No one was charged in the death of Breonna Taylor.

Her family and the public deserve to know why.

More than six months after her death and national public outcry, Kentucky Attorney General Daniel Cameron said the grand jury proceedings led to his conclusion that two of the officers who sprayed her apartment with gunfire that night were justified in the shooting, and only one officer was charged for shots fired into the wall of an adjoining apartment, but striking no one.

Again, Breonna’s family and the public should know why.

Cameron says he will not make public the evidence in the case which his office presented to the grand jury.


He said the records will remain sealed.


No transcripts from the grand jury proceeding will see the light of day.


A former Kentucky assistant attorney general has told the media he thinks the grand jury transcripts should be made public.

Why does Cameron disagree?

Grand jury and investigative files in other high-profile police shootings have been made public. 

Why not this time?

Kentucky Gov. Andy Beshear says the documents should be made public.

Louisville State Rep. Charles Booker says release the files.

The mayor of Louisville, Greg Fischer, has called for the release of documents that would not compromise ongoing investigations.

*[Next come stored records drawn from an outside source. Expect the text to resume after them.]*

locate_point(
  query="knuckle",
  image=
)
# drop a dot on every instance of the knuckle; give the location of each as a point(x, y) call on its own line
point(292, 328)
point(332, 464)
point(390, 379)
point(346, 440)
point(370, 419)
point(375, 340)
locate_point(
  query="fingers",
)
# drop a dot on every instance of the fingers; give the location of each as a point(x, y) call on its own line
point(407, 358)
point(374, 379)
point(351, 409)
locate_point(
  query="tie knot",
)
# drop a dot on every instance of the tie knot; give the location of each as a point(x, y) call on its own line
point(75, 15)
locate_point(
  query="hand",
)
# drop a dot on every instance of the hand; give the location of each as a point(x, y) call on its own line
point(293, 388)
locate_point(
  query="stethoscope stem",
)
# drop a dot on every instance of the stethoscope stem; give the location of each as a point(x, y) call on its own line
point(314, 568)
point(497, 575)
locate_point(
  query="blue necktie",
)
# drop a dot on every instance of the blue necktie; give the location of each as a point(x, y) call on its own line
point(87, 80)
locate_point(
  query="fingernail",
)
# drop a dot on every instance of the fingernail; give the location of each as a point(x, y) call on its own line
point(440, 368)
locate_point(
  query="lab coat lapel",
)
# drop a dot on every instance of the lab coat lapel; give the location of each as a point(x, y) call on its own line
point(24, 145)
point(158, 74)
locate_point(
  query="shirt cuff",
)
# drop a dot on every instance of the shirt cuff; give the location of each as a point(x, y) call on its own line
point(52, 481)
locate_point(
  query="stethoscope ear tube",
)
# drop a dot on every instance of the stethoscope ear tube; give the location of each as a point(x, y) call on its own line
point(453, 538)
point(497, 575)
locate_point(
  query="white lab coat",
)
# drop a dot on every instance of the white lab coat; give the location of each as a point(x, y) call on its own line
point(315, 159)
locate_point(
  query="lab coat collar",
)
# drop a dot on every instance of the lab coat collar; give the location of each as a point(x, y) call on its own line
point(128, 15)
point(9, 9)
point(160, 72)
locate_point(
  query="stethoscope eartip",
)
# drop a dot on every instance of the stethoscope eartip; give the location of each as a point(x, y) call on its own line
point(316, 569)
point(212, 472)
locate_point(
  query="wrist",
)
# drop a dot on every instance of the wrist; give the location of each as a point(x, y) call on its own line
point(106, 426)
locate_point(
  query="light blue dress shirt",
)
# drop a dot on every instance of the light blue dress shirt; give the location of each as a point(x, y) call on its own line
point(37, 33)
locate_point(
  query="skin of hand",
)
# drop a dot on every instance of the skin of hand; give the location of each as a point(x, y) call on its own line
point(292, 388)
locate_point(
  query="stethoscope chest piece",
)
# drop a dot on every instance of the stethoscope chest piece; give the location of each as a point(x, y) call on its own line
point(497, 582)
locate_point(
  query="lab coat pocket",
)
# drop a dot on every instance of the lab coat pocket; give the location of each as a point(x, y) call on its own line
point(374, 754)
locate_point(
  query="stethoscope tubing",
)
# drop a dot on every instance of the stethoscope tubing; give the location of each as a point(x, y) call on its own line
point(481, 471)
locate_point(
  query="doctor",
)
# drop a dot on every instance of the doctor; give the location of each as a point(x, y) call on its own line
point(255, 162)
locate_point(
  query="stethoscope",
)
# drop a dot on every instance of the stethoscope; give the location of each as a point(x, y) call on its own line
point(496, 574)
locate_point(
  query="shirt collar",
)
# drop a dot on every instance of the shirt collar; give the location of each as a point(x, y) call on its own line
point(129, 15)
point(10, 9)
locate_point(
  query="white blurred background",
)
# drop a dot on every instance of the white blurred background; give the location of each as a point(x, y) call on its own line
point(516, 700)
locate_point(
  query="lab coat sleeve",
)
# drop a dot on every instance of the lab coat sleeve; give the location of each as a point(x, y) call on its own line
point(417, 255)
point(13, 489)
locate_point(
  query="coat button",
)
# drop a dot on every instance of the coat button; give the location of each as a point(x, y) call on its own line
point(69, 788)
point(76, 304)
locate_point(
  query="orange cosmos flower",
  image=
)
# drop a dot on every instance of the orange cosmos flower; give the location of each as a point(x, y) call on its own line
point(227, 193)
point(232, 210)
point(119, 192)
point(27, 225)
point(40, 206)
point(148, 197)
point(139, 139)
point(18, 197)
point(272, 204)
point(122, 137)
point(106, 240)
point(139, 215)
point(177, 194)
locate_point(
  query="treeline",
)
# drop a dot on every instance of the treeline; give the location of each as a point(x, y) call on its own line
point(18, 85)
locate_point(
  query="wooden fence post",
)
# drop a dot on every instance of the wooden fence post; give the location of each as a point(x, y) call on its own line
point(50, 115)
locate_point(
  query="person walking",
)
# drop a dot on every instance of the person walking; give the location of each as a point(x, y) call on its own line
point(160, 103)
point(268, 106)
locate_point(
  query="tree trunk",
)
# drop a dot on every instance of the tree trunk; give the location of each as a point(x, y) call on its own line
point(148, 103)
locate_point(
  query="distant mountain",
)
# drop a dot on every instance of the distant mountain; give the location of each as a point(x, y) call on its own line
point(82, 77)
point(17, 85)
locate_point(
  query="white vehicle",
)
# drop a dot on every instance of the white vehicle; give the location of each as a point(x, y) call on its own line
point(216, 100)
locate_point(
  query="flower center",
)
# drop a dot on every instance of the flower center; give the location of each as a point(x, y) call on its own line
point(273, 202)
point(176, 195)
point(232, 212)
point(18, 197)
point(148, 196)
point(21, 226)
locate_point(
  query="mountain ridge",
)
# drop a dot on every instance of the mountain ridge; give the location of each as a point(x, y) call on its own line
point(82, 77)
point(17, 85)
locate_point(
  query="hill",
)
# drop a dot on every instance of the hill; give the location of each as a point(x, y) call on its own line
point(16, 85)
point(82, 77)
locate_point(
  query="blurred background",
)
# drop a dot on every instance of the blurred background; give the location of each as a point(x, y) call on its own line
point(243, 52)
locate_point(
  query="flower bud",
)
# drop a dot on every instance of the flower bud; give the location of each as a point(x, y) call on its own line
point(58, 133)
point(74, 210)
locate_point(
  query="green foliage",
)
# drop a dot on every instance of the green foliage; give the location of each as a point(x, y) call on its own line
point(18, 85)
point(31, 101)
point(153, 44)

Yes, there may be good reasons not to release documents during investigations and while the grand jury is deliberating but the grand jury has finished its work, and there is precedent for letting the public know what has gone on behind closed doors, most notably in the Michael Brown case in Ferguson, Missouri, back in 2014.

When is transparency a bad thing?

Across the nation, there is a lot of debate about what legal justice reform should look like. But everyone should agree that transparency is always the right thing to do. Be open. Be honest. Whether in Louisville, right here at home or anywhere else in the nation, law enforcement, prosecutors, the courts and the entire legal justice system should be transparent. 

If Cameron is confident in his decision, then why in the world would he not present the public the exact same things that were presented to the grand jury?

Let the public see the facts and people can make up their own minds based on the truth, the whole truth and nothing but the truth.